Sam SpiegelmanEarlier this week, ESPN Insider projected J.R. Smith to be a top-10 shooting guard in 2013-14. Now, the site has shifted its focus onto the forwards.
Projecting the top 10 power forwards for the upcoming season, analyst Bradford Doolittle placed Carmelo Anthony in the No. 10 spot. According to Doolittle, Anthony’s 11 WARP — the first double-digit offensive efficiency total — is combated by a poor defensive effort.
“His offensive efficiency spiked with his position shift, and his acceptance of the move,” Doolitte wrote. “The downside of the tweak is Anthony’s lack of defensive acumen. His defensive rebounding was fine when he was a 3, but one position over, it doesn’t look too good. Anthony does, without a doubt, score a lot of points. Make of that what you will.”
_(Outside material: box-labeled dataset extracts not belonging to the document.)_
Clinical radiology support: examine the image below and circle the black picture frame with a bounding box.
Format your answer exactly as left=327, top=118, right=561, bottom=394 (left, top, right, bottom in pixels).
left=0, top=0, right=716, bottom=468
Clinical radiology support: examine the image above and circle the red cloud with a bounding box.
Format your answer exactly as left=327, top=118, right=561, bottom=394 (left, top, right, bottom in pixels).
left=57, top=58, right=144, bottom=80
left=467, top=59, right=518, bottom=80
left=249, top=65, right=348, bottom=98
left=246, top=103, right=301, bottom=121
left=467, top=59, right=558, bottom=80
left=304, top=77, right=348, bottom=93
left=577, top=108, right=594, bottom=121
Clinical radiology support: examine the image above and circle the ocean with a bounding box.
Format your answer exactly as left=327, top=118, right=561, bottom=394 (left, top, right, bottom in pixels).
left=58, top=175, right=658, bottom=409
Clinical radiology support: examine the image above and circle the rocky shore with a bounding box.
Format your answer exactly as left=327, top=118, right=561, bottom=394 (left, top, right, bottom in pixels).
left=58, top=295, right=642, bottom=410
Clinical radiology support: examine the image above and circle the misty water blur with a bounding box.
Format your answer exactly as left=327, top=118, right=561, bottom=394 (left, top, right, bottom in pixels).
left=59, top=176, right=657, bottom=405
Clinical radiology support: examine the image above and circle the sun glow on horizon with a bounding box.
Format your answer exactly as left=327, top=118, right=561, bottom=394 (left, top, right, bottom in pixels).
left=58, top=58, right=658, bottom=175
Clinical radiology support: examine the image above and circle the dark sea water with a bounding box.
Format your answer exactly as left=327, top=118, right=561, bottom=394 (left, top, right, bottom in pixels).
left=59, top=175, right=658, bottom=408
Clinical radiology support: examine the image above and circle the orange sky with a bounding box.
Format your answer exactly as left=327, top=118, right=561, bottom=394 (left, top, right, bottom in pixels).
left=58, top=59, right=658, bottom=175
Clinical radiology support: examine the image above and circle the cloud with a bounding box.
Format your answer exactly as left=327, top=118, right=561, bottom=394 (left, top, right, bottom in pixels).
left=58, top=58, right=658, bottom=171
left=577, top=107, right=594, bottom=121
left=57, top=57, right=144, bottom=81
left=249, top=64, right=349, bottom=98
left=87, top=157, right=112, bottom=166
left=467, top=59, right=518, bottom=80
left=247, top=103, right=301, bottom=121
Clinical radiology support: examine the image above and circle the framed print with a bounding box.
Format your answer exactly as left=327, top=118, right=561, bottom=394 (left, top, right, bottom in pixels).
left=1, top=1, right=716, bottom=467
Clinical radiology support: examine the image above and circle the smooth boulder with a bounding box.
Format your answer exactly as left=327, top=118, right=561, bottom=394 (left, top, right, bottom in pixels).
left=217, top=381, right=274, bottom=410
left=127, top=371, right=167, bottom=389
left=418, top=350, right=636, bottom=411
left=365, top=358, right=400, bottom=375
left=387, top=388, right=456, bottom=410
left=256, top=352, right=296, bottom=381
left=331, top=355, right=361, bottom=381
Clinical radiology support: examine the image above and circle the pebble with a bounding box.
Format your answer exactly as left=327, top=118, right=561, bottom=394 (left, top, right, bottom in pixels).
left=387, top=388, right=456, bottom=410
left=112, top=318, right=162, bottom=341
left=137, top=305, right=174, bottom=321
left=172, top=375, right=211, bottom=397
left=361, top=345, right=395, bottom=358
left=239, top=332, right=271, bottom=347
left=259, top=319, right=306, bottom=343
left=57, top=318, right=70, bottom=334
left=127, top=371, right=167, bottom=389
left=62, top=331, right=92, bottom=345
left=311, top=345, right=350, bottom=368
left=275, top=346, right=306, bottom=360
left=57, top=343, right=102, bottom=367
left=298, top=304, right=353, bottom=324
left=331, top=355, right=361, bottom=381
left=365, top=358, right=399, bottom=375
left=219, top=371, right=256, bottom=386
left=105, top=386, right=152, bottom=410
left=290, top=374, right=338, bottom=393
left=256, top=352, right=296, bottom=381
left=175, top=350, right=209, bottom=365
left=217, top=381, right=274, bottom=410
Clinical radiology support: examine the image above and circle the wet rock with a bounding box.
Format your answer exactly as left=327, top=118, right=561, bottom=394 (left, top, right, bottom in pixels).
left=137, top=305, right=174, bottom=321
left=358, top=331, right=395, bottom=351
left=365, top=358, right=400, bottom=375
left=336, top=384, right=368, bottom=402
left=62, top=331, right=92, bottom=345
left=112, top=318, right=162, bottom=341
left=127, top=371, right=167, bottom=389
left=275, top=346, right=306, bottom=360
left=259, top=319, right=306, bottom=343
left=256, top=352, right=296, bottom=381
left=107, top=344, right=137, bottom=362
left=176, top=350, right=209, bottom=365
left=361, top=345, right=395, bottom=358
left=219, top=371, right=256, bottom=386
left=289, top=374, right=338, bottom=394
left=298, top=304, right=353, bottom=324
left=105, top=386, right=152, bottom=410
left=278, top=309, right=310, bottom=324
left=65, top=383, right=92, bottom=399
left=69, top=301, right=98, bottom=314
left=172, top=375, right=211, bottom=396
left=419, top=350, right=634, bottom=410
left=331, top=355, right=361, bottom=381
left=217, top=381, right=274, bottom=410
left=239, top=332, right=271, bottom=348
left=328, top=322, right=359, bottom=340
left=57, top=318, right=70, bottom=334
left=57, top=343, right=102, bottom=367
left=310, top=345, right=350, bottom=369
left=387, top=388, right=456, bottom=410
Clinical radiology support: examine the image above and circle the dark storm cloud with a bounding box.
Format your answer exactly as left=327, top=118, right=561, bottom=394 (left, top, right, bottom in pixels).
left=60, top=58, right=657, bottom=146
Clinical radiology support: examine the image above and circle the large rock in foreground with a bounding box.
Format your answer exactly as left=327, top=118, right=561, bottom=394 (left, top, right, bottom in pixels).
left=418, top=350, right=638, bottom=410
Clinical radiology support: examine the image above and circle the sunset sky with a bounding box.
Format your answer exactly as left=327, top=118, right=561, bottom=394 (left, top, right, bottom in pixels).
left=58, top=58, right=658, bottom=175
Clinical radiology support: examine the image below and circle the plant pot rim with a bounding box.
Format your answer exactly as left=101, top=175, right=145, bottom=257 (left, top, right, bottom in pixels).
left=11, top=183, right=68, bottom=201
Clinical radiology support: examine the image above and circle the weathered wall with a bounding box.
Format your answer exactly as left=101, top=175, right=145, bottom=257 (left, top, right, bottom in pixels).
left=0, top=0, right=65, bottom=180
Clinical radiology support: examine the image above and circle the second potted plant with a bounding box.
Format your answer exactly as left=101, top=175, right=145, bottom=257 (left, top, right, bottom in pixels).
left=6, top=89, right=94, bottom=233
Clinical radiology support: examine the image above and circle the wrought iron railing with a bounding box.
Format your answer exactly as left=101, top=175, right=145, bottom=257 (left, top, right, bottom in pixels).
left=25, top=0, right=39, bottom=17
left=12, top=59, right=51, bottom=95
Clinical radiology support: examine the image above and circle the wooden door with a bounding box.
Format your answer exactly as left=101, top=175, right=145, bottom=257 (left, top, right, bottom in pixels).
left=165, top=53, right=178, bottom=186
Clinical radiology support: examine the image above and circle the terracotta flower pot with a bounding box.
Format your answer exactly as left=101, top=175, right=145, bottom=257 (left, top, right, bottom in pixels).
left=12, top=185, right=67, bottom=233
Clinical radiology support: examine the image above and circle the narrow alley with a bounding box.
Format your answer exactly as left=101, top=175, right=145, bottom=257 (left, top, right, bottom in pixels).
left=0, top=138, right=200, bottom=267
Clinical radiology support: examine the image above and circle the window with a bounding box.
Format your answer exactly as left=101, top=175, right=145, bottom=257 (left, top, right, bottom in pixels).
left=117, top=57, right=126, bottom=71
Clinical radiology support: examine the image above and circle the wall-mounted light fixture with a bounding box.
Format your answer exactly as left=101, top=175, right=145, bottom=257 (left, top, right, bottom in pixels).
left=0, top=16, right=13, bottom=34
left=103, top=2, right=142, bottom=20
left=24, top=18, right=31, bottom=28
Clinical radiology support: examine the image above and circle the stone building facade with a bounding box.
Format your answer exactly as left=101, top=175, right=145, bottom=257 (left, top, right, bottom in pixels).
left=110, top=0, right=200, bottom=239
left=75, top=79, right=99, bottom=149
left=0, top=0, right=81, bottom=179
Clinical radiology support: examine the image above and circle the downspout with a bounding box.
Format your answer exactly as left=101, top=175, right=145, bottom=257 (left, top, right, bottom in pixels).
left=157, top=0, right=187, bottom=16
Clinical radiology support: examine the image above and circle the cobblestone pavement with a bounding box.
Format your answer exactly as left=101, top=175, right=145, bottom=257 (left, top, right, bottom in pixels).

One potential reasons for this low ranking is that Anthony, like LeBron James, spent most of their minutes at power forward last season. Anthony moved to the 4 in place of the injured Amare Stoudemire, while Iman Shumpert shifted into his normal spot at small forward.
It’s understandable, but not completely logical. On ESPN Insider’s list of small forward projections, Anthony could conceivably — and probably should — rank in the top three. Kevin Durant is a sure bet to warrant one of the first spots, but Paul Pierce is a declining star while Kawhi Leonard is continuing to get to that elite status.
Leading the rankings, of course, is LeBron , who at any positional ranking of this sort would make a strong case to be No. 1. Rounding out the top five is Blake Griffin, Anthony Davis, Kevin Love and Tim Duncan.
Qualms — the biggest has to be Davis, who — to my knowledge — has not shown he’s capable of being a top five forward? I think not. And understanding these rankings are based on potential, Davis was injured for much of his rookie season and he’s ranked above the likes of ‘Melo and Love and Duncan, all of whom have proven to be better players.
But back to the point of potential — is Duncan going to be a top five power forward at age 37? Despite the name recognition, he should be lower on this ranking.
Nos. 6-9 include Ryan Anderson, Kenneth Faried, Josh Smith and Serge Ibaka, all of whom warrant being on the list but still cannot convince me they are superior players to Anthony.
Perhaps Ibaka warrants a higher ranking, but I can’t argue here too much.
Harris DeckerThis is confusing to me. While I completely agreed with the rankings for shooting guard, this seems illogical. Carmelo Anthony played power forward last year and whether or not that’s the plan in ’13-’14, how can you rank guys like Josh Smith, Ryan Anderson and Anthony Davis above the defending scoring champion? In fact, Anthony was left off of the small forward power ranking because of his minutes at the 4 last year. He’s clearly capable of playing either position, something that the aforementioned bigs cannot. It just feels weird to rank Anthony so low at a position that he dominated in ’12-’13. With him being left off of the ’13-’14 small forward rankings, ESPN is essentially saying that Anthony is either the 19th or 20th best forward in the NBA. Can’t say I agree with that line of thinking.